From "Across the Nightingale Floor", book one of Tales of the Otori, by Lian Hearn:
Towards evening, the rain began to fall again, and it became a little cooler. Kenji and Shigeru were engrossed in a game of Go, Kenji being the black player. I must have fallen completely asleep, for I was awakened by a tap on the door, and heard one of the maids tell Kenji a messenger had come for him.
He nodded, made his move, and got up to leave the room. Shigeru watched him go, then studied the board, as though absorbed only in the problems of the game. I stood, too, and looked at the layout of the pieces.
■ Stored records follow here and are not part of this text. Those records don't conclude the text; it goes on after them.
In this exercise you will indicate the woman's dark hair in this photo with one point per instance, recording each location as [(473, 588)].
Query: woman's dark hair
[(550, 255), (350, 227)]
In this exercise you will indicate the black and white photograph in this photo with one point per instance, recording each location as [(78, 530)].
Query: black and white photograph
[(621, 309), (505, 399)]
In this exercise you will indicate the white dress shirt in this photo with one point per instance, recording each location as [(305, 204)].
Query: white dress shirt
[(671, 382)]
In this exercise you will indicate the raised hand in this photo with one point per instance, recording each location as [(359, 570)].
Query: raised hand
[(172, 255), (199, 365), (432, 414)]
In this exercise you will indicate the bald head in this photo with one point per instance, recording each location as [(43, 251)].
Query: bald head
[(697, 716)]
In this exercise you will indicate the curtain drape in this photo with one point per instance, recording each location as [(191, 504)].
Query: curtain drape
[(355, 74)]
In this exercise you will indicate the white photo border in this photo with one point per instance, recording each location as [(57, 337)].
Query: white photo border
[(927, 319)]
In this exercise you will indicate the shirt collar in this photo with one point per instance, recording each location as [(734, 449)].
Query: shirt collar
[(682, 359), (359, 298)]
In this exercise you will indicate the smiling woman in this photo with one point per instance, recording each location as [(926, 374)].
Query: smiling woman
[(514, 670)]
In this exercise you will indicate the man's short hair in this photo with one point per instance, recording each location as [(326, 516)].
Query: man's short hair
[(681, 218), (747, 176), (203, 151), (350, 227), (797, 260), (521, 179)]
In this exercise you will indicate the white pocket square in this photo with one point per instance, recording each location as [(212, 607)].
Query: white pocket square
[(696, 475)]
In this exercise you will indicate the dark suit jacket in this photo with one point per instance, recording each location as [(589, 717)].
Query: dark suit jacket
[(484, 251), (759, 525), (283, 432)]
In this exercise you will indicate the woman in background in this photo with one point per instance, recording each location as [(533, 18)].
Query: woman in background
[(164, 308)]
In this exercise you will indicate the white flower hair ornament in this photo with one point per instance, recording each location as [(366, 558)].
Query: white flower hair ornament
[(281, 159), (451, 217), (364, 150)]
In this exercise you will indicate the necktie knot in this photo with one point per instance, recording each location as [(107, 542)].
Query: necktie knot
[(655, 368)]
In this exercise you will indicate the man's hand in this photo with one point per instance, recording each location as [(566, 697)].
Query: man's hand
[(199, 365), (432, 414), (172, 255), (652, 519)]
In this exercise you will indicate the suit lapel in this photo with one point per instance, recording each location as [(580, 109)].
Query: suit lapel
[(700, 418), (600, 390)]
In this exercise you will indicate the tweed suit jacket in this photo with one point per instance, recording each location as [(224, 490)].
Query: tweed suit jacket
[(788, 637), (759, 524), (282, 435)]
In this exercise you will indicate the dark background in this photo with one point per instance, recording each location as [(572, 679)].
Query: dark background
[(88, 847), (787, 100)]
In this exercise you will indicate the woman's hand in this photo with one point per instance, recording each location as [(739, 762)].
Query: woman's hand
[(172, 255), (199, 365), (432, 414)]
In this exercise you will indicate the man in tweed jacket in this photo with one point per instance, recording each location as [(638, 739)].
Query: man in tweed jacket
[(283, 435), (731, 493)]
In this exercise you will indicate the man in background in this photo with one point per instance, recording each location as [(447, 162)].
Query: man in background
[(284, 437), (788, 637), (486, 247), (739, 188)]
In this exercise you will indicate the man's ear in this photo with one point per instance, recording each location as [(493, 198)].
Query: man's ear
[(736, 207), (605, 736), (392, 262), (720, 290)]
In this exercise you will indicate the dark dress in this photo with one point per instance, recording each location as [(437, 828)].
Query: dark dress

I had watched the two of them play many times, and always Shigeru proved the stronger player, but this time I could tell the white pieces were under threat.
....
They continued to play Go until late into the night. I could not bear to watch the slow annihilation of the white player, but I could not sleep, either, my mind full of what lay ahead of me, and plagued, too, by suspicions of Kenji.
This quote from book two, "Grass for his pillow" has nothing to do with Go, but I thought those with wooden go bowls might appreciate the description...
When he returned, he was carrying a small paulownia-wood chest, which he set down carefully on the floor. He left the room and returned three more times, each time bringing a chest or box. Each was of a different wood, zelkova, cypress, cherry, polished so that the color and grain spoke of the long life of each tree, the slope it had grown on, the seasons of hot and cold, rain and wind, that it had endured.